How to Calculate the sample mean, standard deviation, and variance in C++ from random distributed data and compare with original mean and sigma


I have Python script for Gaussian Normal distribution:

import numpy as np

x_mu = 25
x_sigma = 5
size = 1000

x_distribution = np.random.normal(x_mu, x_sigma, size)

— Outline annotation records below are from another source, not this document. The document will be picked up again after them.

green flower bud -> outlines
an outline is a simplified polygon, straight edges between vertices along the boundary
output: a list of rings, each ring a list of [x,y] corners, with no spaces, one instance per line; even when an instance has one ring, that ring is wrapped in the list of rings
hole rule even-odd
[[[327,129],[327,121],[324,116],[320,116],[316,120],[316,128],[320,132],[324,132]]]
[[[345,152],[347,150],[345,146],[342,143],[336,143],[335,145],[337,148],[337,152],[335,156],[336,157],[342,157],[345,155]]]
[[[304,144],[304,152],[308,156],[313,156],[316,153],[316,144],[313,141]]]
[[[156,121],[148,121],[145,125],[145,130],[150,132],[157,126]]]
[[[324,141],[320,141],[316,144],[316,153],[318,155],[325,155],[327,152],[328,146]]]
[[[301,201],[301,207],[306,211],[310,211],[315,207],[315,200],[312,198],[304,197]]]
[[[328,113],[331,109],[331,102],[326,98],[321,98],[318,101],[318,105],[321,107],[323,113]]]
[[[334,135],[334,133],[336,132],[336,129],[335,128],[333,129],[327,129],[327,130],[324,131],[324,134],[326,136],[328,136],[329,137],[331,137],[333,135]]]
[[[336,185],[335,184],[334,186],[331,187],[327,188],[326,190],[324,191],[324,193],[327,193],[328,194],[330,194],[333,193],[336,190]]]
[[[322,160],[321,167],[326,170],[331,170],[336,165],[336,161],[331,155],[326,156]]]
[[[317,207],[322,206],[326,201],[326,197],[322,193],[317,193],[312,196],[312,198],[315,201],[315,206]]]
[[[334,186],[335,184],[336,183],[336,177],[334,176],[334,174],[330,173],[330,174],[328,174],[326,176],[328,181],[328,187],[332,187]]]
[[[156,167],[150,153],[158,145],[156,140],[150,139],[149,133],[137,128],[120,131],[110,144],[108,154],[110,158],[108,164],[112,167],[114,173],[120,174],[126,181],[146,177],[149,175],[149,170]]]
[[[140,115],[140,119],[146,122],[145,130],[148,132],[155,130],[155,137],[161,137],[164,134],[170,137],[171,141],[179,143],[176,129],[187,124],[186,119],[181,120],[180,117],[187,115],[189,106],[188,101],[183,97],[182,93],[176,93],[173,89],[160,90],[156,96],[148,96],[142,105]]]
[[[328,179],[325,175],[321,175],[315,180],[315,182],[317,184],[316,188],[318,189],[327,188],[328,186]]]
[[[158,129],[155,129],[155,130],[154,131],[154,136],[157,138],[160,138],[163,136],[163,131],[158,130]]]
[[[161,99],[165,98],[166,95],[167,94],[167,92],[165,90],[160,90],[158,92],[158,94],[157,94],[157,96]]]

#i am looking for help ONLY FOR this line below
test_distribution = np.std(x_distribution)  
print (test_distribution)

Updated: For large data (could be 10000 or only 500, so i will test it too), the sample mean and standard deviation have to be close to the original input (sigma and mean).

I am referring to this link and need to write in c++.

Please, if you know any libs in C++ or ideas, leave in comments or answer. Thanks


Solution

  • There is no standard deviation function C++, so you'd need to do write all the necessary functions yourself -- Generate random numbers and calculate the standard deviation.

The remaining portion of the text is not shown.